Verwandtenunterhalt - Bin ich gegenüber meinen Verwandten unterhaltspflichtig ?

"Verwandte in gerader Linie sind verpflichtet, einander Unterhalt zu gewähren", so steht es recht lapidar im Gesetz.

Dabei versteht man unter "in gerader Linie verwandt" solche Personen, deren eine von der anderen abstammt.

Demnach sind Eltern ihren Kindern und eventuell sogar ihren Enkelkindern zum Unterhalt verpflichtet (vgl. hierzu bitte die nachfolgenden Abschnitte).

Daraus folgt auch, dass keine Unterhaltspflichten zwischen Geschwistern untereinander, zwischen Stiefeltern und Stiefkindern sowie zwischen Schwiegereltern und Schwiegerkindern bestehen.

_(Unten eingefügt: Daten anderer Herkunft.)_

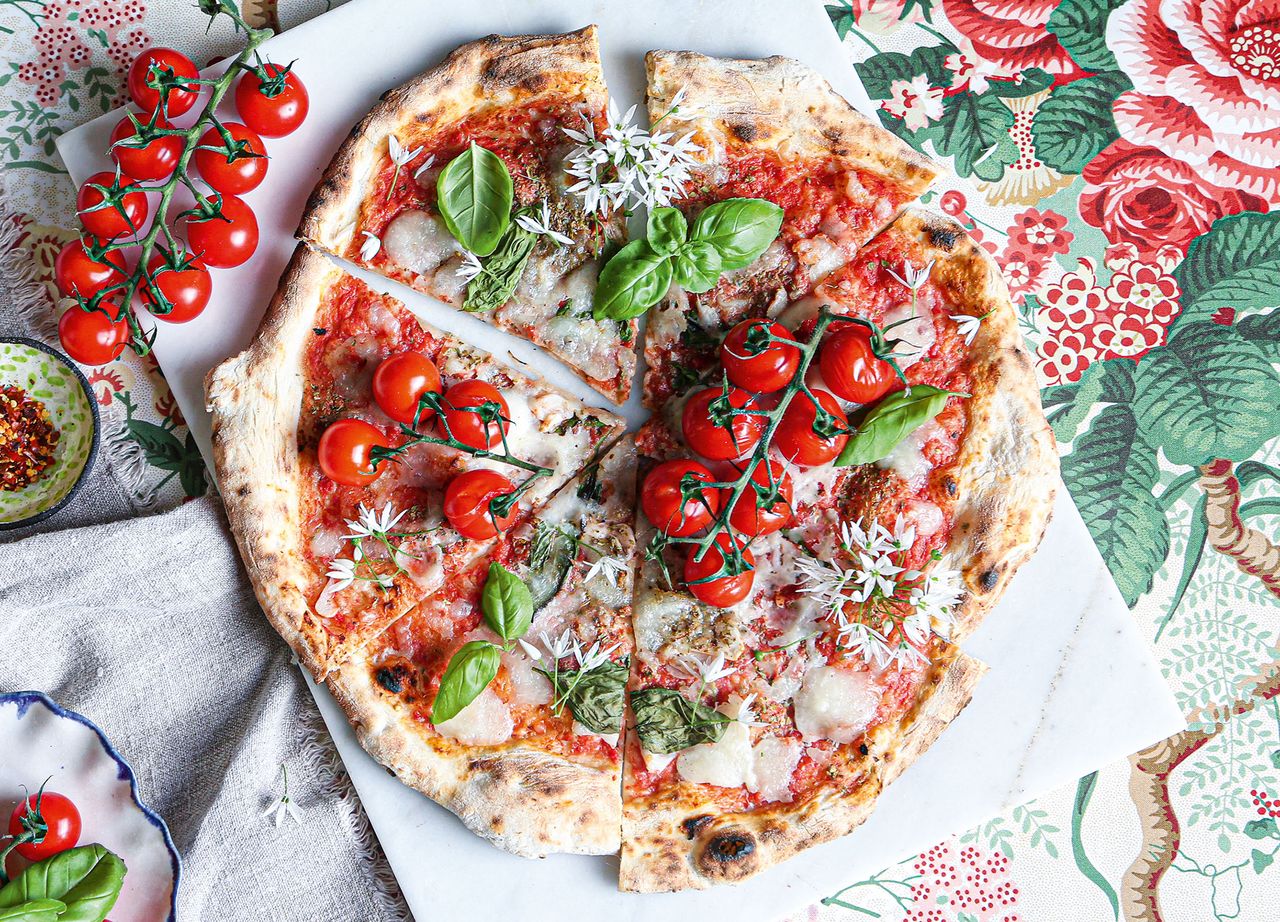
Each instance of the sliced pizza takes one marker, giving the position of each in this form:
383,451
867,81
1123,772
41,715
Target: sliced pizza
457,183
365,456
526,655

Aber - und auch das folgt aus dem Gesetz - Unterhalt ist keine "Einbahnstraße": Vielmehr kann es vorkommen, dass Kinder ihren Eltern und in besonderen Ausnahmefällen sogar ihren Großeltern zum Unterhalt verpflichtet sein können.

Wenn Sie sich nun sagen, meine Eltern werden bestimmt keinen Unterhalt von mir als Sohn oder Tochter verlangen, so haben sie damit (leider) nur teilweise Recht, wie folgendes Beispiel zeigt.:

Die 80-jährige M muss nach einem Schlaganfall in einem Pflegeheim untergebracht werden. Ihre Rente und die Leistungen aus der Pfegeversicherung reichen nicht aus, um die Kosten der Heimunterbringung (oft mehr als 3000 bis 4000 € monatlich) zu decken. Das Sozialamt "springt ein" und zahlt im Rahmen der Sozialhilfe ("Hilfe in besonderen Lebenslagen") den fehlenden Teil der Unterbringungskosten.

Anschließend kann das Sozialamt den grundsätzlich bestehenden Unterhaltsanspruch der M gegen ihren Sohn S "auf sich überleiten". Dies bedeutet das Sozialamt macht dann den Unterhaltsanspruch der Mutter gegen ihren Sohn im eigenen Namen geltend und verlangt von dem Sohn Rückzahlung der im Rahmen der Sozialhilfe geleisteten Beträge.

Diese in der Praxis recht häufig vorkommende Fallkonstellation hat dazu geführt, dass man bei den Jahrgängen im mittleren Alter schon von der "Sandwich-Generation" spricht:

  • Sie müssen Unterhalt für ihre minderjährigen und zum Teil auch für ihre volljährigen Kinder erbringen (siehe dazu bitte die nachfolgenden Abschnitte).

  • Sie sehen sich Unterhaltsanprüchen ihrer Eltern ausgesetzt, die das Sozialamt auf sich übergeleitet hat.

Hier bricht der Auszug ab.